Loading
Prof Tjandra Yoga Aditama, di Sanya, Hainan, paling selatan China. (Foto: Dok. Pribadi)
Catatan Perjalanan Prof Tjandra Yoga Aditama
SORE ini saya berada di Sanya, kota wisata di bagian selatan Pulau Hainan, China. Nama kota ini mungkin belum sepopuler Beijing atau Shanghai, tetapi Sanya punya satu keunggulan yang langsung terasa sejak awal tiba: pantainya cantik, bersih, dan tertata.
Salah satu pantai yang paling dikenal di sini adalah Dadonghai Bay—tempat saya berfoto. Suasananya membuat saya teringat pada Pantai Kuta di Bali, dengan garis pantai yang ramah untuk jalan santai, deretan restoran, dan tempat duduk-duduk menikmati angin laut. Bedanya, di Dadonghai tidak ada ombak besar untuk surfing. Namun justru itulah yang membuat pantai ini terasa lebih tenang: cocok untuk wisata keluarga, berenang ringan, atau sekadar menikmati sore tanpa buru-buru.
Yang menarik, saya melihat kawasan wisata di sini seperti “diatur dengan rapi”. Jalan kaki nyaman, area komersial tertib, dan pantai terlihat sangat bersih. Dalam hati saya berpikir: ini bisa jadi cermin untuk Bali dan destinasi pantai lain di Indonesia—bagaimana menata ruang publik dengan disiplin sehingga pengunjung nyaman, dan lingkungan tetap terjaga.

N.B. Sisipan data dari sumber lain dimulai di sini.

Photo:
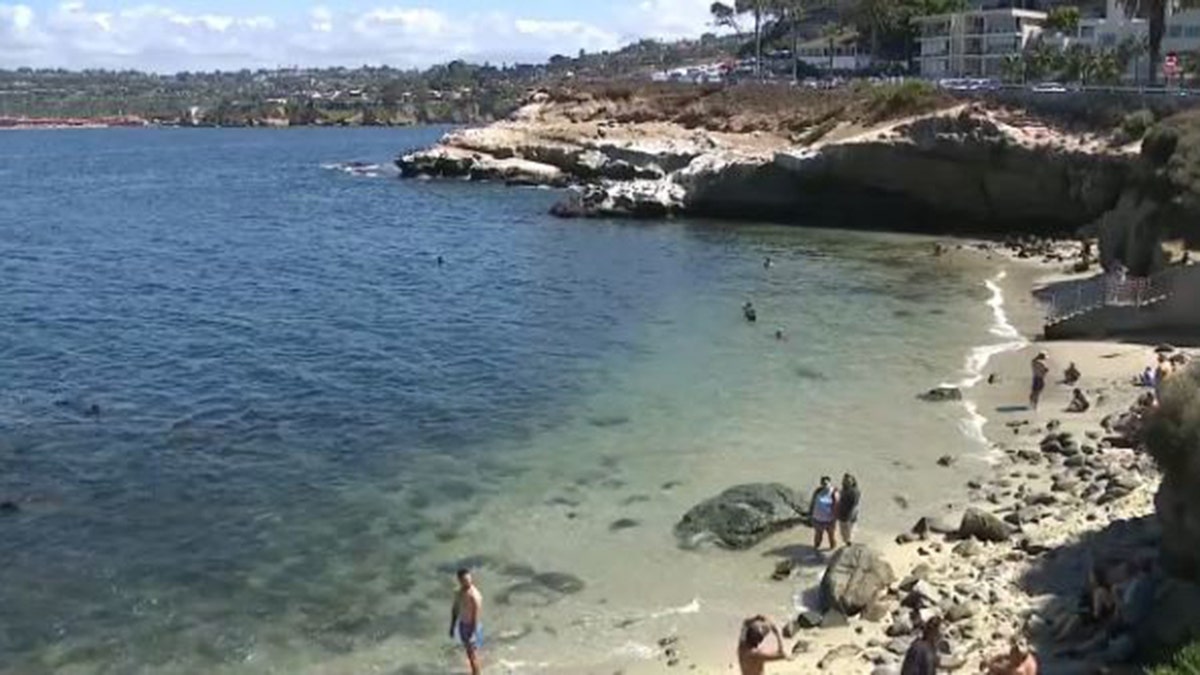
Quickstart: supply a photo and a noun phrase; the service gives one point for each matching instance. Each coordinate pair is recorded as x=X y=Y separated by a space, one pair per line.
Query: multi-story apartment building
x=975 y=43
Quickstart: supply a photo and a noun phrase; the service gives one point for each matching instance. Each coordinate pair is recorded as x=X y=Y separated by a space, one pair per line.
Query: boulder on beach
x=983 y=526
x=856 y=575
x=742 y=515
x=939 y=394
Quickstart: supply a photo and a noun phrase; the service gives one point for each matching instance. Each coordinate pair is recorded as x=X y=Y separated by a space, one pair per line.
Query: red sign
x=1171 y=64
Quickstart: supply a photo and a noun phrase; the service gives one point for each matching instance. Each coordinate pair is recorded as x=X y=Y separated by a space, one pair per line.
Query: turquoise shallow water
x=251 y=422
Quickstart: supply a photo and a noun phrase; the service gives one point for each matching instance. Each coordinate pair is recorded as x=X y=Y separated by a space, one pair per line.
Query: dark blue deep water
x=238 y=394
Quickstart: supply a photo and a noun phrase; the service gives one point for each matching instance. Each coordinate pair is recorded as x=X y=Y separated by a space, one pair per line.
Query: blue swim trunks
x=472 y=634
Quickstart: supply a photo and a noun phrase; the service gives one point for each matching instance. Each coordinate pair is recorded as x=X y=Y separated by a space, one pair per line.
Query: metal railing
x=1107 y=291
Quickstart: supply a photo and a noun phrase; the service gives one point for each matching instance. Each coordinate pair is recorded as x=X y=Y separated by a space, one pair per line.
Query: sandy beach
x=997 y=590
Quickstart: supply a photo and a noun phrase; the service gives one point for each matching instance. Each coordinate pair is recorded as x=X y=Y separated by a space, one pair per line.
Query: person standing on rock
x=922 y=656
x=1039 y=378
x=847 y=508
x=753 y=651
x=465 y=617
x=823 y=509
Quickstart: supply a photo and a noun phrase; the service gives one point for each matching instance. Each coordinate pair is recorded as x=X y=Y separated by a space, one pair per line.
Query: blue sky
x=172 y=35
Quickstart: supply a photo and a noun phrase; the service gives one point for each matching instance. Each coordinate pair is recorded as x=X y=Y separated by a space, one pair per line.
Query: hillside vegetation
x=745 y=108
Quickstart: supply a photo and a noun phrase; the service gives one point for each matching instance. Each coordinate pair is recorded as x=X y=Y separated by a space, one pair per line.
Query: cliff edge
x=901 y=157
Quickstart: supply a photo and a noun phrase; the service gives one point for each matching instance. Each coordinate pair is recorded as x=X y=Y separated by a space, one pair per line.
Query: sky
x=195 y=35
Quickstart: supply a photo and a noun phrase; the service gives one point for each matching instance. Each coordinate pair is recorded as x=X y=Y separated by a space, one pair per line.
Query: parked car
x=1049 y=88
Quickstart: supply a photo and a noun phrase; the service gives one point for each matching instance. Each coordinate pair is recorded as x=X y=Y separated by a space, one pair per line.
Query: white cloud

Menyapa “Ujung Dunia” di Tianya Haijiao
Selain Dadonghai, ada pantai lain yang cukup ikonik: Tianya Haijiao, yang dapat diterjemahkan sebagai “Taman Ujung Dunia”. Tempat ini berada di salah satu titik paling selatan Pulau Hainan—bahkan termasuk kawasan paling selatan China.
Banyak orang menyebutnya “ujung dunia” karena letaknya yang seolah menjadi batas. Saya jadi teringat pada Tanjung Harapan di Afrika Selatan, yang juga sering dianggap ujung paling selatan Afrika (padahal secara geografis bukan titik paling selatan, melainkan bagian barat daya). Perbandingan ini mungkin tidak persis sama, tetapi nuansanya serupa: ada sensasi berada di tepi wilayah, tempat laut dan daratan seakan berbincang.
Gedung Mahkota dan Jejak Miss World
Di Sanya juga ada bangunan unik yang mudah dikenali: Beauty Crown Grand Theater, bangunan dengan bentuk mahkota di bagian atasnya. Tempat ini punya sejarah menarik karena pernah menjadi tuan rumah final Miss World berkali-kali: 2003, 2004, 2005, 2007, 2010, 2015, 2017, dan 2018. Jadi, selain pantai, Sanya juga punya sisi “kota event” yang serius.
Motor Listrik: Jalurnya Tertib, Menyeberangnya Unik
Seperti banyak kota lain di China, motor listrik di Sanya sangat dominan. Yang membuat saya kagum adalah tata jalannya. Umumnya tersedia tiga jalur:
Tetapi ada pemandangan yang menurut saya unik: saat menyeberang, motor listrik ikut menyeberang di zebra cross bersama pejalan kaki. Bahkan di persimpangan besar disediakan area khusus untuk menunggu lampu merah, dan beberapa tempat diberi atap. Jadi pengendara motor listrik tidak kepanasan saat berhenti. Rapi, sederhana, tetapi terasa dipikirkan detailnya.
Ketika “Spasiba” Terdengar di Pantai Sanya
Hal lain yang cukup mencuri perhatian saya: pengaruh wisatawan Rusia di Sanya terasa sangat nyata. Di banyak toko dan restoran, tulisan Mandarin di bagian atas hampir selalu disertai tulisan bahasa Rusia di bawahnya.
Di pantai Dadonghai, pengumuman keselamatan pun disampaikan dalam dua bahasa: China dan Rusia. Maka selain “Xie Xie”, terdengar juga “Spasiba”—dua ucapan terima kasih dari dua budaya, menggambarkan betapa Sanya bukan hanya destinasi lokal, tetapi juga tujuan wisata internasional.
Sanya memberi pengalaman yang santai: pantai tropis, kota rapi, dan suasana global yang terasa natural. Dari selatan China, saya menyapa laut—dan pulang membawa catatan kecil tentang bagaimana wisata bisa dibangun: bukan hanya indah, tetapi juga tertib, nyaman, dan manusiawi.